Он дремал в автобусе, и его сознание пронзало пространство и время. Во сне писатель летел над мелководьем, ощущая запах прогретой солнцем реки, сухих водорослей и рыбы. В прозрачной воде мелькали хвоинки и пожухлые кленовые листья, напоминавшие ему старые письма.
По краям проплывали безлюдные песчаные берега, поросшие редкими соснами. Он слышал отдаленный свист, становившийся все громче и вдруг окончательно перешедший в натужный вой. В него с огромной скоростью полетели комья черной прелой земли, ветки и камни. Он ощутил резкий толчок в грудь и проснулся.
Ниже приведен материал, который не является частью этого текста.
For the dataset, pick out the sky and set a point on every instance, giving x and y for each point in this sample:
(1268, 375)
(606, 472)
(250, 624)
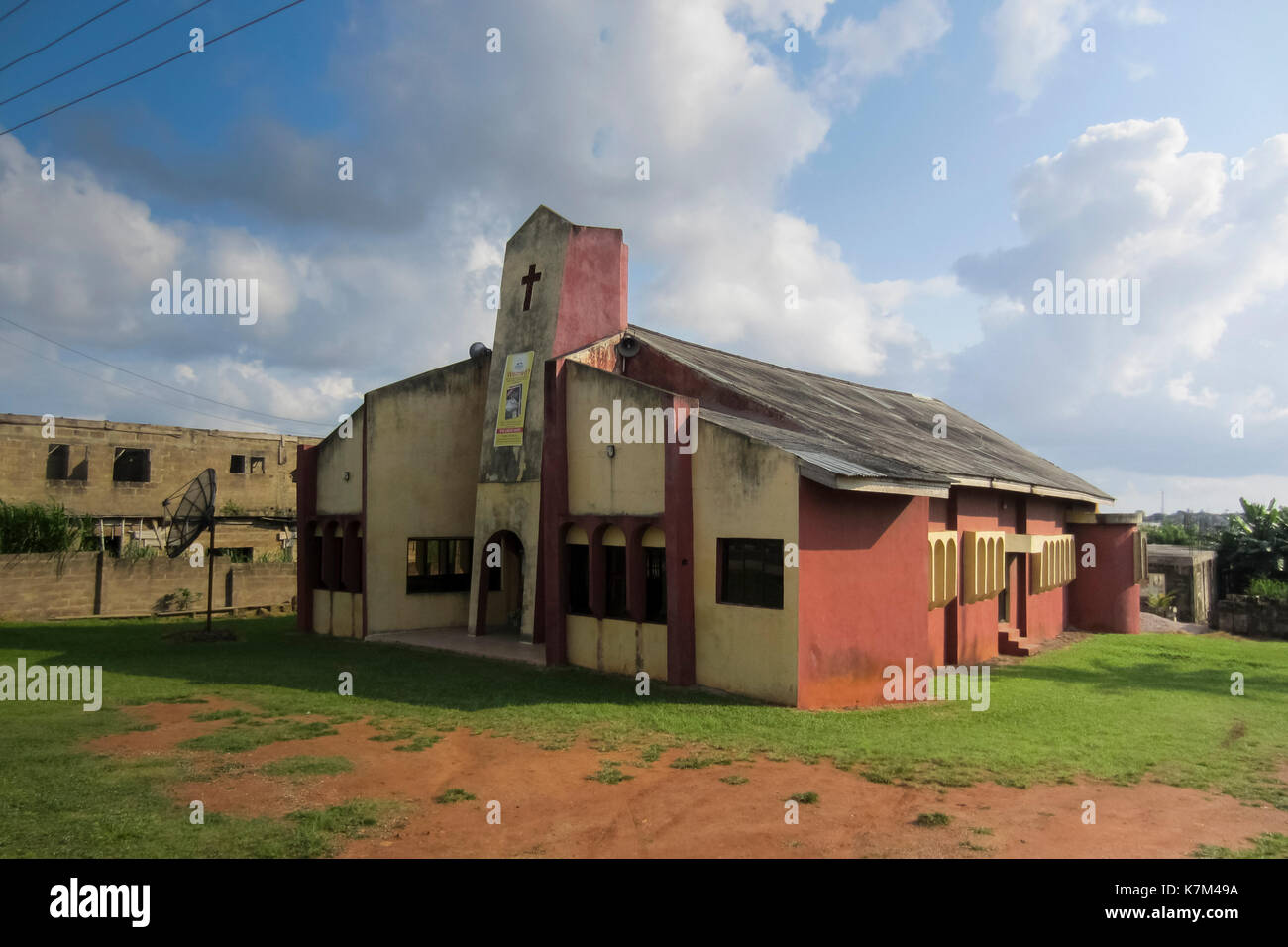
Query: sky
(912, 167)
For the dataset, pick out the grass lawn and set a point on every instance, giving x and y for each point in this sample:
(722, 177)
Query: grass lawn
(1112, 707)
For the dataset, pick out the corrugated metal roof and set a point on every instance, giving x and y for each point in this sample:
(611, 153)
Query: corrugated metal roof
(855, 431)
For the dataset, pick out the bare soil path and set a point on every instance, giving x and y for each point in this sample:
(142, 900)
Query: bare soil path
(549, 808)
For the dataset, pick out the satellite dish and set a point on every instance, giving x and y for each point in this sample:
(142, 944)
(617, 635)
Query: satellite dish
(191, 510)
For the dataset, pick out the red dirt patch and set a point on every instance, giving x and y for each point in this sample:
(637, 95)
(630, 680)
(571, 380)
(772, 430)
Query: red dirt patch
(549, 808)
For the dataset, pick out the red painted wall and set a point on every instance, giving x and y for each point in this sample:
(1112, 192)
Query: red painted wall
(592, 299)
(1106, 598)
(1048, 612)
(864, 586)
(977, 622)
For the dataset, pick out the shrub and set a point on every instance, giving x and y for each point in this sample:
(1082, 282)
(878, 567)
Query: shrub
(1254, 544)
(1265, 586)
(1160, 604)
(50, 528)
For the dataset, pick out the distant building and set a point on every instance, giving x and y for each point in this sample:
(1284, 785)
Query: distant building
(1189, 575)
(630, 501)
(119, 474)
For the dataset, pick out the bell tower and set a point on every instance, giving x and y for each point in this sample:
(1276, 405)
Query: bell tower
(563, 286)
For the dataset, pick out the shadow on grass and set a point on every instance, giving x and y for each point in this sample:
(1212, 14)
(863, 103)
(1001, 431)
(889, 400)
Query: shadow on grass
(271, 654)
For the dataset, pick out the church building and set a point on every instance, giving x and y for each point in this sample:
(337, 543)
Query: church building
(627, 501)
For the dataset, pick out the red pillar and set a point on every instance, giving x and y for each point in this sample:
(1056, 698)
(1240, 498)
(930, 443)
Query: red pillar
(1106, 596)
(305, 510)
(681, 650)
(553, 565)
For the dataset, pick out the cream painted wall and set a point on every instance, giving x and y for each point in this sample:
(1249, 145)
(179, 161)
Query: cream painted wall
(335, 457)
(423, 440)
(514, 506)
(631, 482)
(742, 488)
(619, 647)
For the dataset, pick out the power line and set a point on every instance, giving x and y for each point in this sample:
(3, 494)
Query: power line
(27, 55)
(161, 384)
(16, 9)
(95, 58)
(151, 68)
(129, 390)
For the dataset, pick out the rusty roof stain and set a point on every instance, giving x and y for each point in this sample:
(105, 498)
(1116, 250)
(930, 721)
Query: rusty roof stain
(857, 431)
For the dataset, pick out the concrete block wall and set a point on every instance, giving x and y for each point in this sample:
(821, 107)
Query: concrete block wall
(42, 586)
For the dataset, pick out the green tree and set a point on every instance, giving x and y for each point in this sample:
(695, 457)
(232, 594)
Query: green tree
(1254, 544)
(44, 528)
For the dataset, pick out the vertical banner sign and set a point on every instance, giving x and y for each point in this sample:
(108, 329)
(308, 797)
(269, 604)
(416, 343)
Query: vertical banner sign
(514, 399)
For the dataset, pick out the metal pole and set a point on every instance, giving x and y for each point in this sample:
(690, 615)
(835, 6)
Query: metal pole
(210, 575)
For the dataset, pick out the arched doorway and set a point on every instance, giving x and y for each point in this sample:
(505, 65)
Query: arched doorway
(500, 599)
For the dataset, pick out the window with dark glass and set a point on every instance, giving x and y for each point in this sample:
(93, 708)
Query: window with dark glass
(614, 582)
(59, 467)
(438, 565)
(579, 579)
(58, 462)
(655, 585)
(130, 466)
(751, 573)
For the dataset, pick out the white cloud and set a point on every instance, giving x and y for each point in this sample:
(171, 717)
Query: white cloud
(861, 51)
(1179, 389)
(1029, 37)
(1128, 200)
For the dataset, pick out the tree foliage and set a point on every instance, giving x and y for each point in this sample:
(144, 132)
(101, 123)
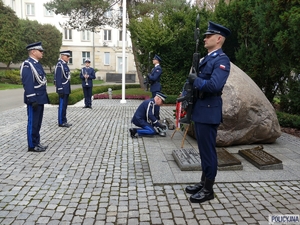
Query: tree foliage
(263, 44)
(171, 35)
(9, 34)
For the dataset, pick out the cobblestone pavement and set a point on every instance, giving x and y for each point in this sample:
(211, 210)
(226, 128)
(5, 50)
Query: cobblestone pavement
(94, 173)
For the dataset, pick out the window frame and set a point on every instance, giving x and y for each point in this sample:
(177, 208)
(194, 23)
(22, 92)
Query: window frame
(85, 55)
(30, 6)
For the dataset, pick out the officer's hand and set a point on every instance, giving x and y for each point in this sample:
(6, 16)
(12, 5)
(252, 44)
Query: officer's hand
(192, 78)
(161, 126)
(34, 105)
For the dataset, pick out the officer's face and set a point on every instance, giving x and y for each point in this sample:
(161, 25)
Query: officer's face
(212, 42)
(38, 54)
(65, 58)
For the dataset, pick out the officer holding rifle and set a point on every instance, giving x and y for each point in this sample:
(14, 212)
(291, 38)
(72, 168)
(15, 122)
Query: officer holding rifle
(207, 86)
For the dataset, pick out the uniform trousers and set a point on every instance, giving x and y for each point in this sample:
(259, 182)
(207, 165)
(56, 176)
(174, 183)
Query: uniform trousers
(62, 110)
(146, 128)
(156, 107)
(87, 91)
(206, 138)
(35, 118)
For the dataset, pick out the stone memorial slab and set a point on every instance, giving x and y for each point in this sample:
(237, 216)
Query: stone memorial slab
(189, 160)
(227, 161)
(261, 159)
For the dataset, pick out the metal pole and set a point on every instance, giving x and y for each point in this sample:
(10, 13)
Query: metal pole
(123, 52)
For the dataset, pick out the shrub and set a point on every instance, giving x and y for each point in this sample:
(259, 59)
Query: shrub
(288, 120)
(11, 77)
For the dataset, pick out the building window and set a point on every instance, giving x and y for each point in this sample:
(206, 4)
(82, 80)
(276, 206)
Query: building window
(121, 36)
(107, 35)
(107, 14)
(106, 58)
(29, 9)
(67, 34)
(71, 58)
(85, 35)
(48, 12)
(85, 55)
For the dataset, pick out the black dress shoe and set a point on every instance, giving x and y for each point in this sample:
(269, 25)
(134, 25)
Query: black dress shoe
(195, 188)
(36, 149)
(133, 133)
(202, 196)
(205, 194)
(42, 146)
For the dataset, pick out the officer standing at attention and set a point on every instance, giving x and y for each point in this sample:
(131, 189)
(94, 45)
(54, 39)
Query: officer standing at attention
(87, 75)
(214, 70)
(154, 80)
(63, 87)
(144, 117)
(34, 82)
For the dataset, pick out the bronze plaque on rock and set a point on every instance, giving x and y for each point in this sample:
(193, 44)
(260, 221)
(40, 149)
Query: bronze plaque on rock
(261, 159)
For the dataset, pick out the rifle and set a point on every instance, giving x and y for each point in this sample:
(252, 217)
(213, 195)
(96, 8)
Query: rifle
(187, 98)
(146, 79)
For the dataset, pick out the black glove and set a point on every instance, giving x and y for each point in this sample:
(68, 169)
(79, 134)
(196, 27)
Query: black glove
(192, 78)
(34, 105)
(161, 126)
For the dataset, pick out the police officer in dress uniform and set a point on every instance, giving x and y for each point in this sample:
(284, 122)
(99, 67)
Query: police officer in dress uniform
(87, 75)
(144, 117)
(63, 87)
(34, 82)
(154, 80)
(207, 112)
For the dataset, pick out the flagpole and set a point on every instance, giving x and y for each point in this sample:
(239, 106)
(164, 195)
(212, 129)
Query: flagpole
(123, 52)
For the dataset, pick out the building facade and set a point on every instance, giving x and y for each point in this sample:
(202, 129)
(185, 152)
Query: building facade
(103, 48)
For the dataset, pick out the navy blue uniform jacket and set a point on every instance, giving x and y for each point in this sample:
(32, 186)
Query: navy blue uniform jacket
(154, 78)
(213, 73)
(34, 87)
(89, 71)
(62, 78)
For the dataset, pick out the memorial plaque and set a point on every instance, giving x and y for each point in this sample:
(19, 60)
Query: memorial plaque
(227, 161)
(189, 160)
(261, 159)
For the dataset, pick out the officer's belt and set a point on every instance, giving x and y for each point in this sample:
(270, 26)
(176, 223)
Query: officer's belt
(207, 94)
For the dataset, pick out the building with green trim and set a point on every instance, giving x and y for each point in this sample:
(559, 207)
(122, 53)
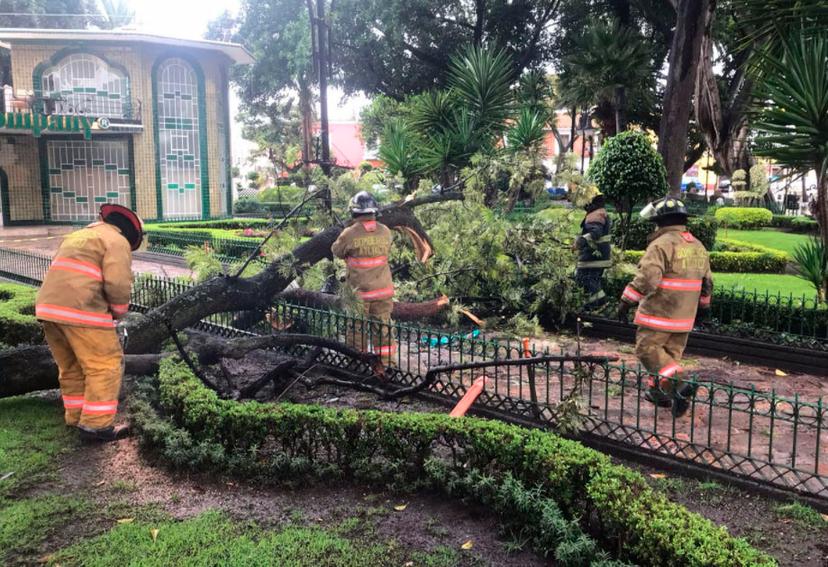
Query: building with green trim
(94, 117)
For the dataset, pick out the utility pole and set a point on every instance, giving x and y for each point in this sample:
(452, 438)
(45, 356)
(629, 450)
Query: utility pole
(320, 39)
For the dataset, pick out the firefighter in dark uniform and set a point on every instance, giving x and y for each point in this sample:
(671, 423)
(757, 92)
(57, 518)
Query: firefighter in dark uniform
(672, 283)
(594, 248)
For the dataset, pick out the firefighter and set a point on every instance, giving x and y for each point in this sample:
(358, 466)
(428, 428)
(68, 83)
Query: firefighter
(672, 283)
(594, 248)
(365, 246)
(86, 290)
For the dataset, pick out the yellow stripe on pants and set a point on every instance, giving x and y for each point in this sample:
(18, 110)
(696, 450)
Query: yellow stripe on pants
(90, 363)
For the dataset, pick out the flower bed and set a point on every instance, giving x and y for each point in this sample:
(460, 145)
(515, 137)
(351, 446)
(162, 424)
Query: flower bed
(574, 488)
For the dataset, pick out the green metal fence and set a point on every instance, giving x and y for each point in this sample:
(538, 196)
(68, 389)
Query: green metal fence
(780, 440)
(764, 436)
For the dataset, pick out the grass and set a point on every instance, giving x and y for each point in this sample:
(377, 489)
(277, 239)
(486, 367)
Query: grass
(214, 539)
(25, 524)
(782, 241)
(32, 435)
(771, 283)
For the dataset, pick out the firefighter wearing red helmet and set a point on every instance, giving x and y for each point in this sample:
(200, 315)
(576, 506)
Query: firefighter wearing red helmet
(86, 290)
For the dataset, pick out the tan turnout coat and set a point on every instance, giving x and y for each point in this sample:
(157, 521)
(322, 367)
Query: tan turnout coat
(672, 280)
(90, 279)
Сознание возвращалось к нему постепенно, как проявляющаяся фотокарточка. Сначала он ощутил влажный холод стекла, к которому прислонился щекой, потом — звук, вернее только его силуэт: натужный, далекий гул мотора, будто доносящийся со дна глубокого колодца.
Гранин открыл глаза и рассеянно ощупал левый висок. Покрутил головой вправо-влево — серебряные мухи роились перед глазами. Мир снова обрел краски.
Многие пассажиры по-прежнему спали. Свет, пробивавшийся сквозь облачную взвесь, мягко ложился на их лица. Пылинки кружились в лучах света почти осязаемым хороводом. В этой застывшей реальности его отражение в стекле накладывалось на мелькающий за окном лес, и ему чудились юношеские черты Михаила, таявшие в мутной ряби.
Он потянулся, чтобы поправить портфель, который сполз с сиденья и теперь почти висел на краю. Нажав на массивную, потускневшую от времени латунную кнопку, он сдвинул язычок в сторону с глухим щелчком. Потянуло запахом старого клея и кожи, из внутреннего кармана выскользнула толстая стопка линованных листов, исписанных стремительным и слегка неровным почерком.
В последние годы Гранин редко писал от руки. Он предпочитал свою печатную машинку «Москва», которая сопровождала его во всех поездках и сейчас чудом удержалась на багажной полке. После выписки из госпиталя в июне сорок второго, он какое-то время не мог восстановить мелкую моторику, и это сильно сказалось на его способности писать от руки.
Виктор Петрович взволнованно посмотрел на стопку бумаг. Он не мог вспомнить, когда положил рукопись в портфель. Да и вовсе не понимал, как эти без малого полторы сотни страниц оказались в его багаже. С чувством нарастающей тревоги он осторожно вытянул заглавный лист. На нем четко и с нажимом было выведено: «Сталь и люди. Повесть». Почерк показался ему знакомым. Потратив буквально пару секунд на анализ, Виктор Петрович пришел к сокрушительному выводу. Сомнений не было — угловатый почерк принадлежал Михаилу. Рукопись производила отталкивающее впечатление. Вызывала в груди Гранина щемящие вибрации, будто рядом кто-то бил в огромный колокол.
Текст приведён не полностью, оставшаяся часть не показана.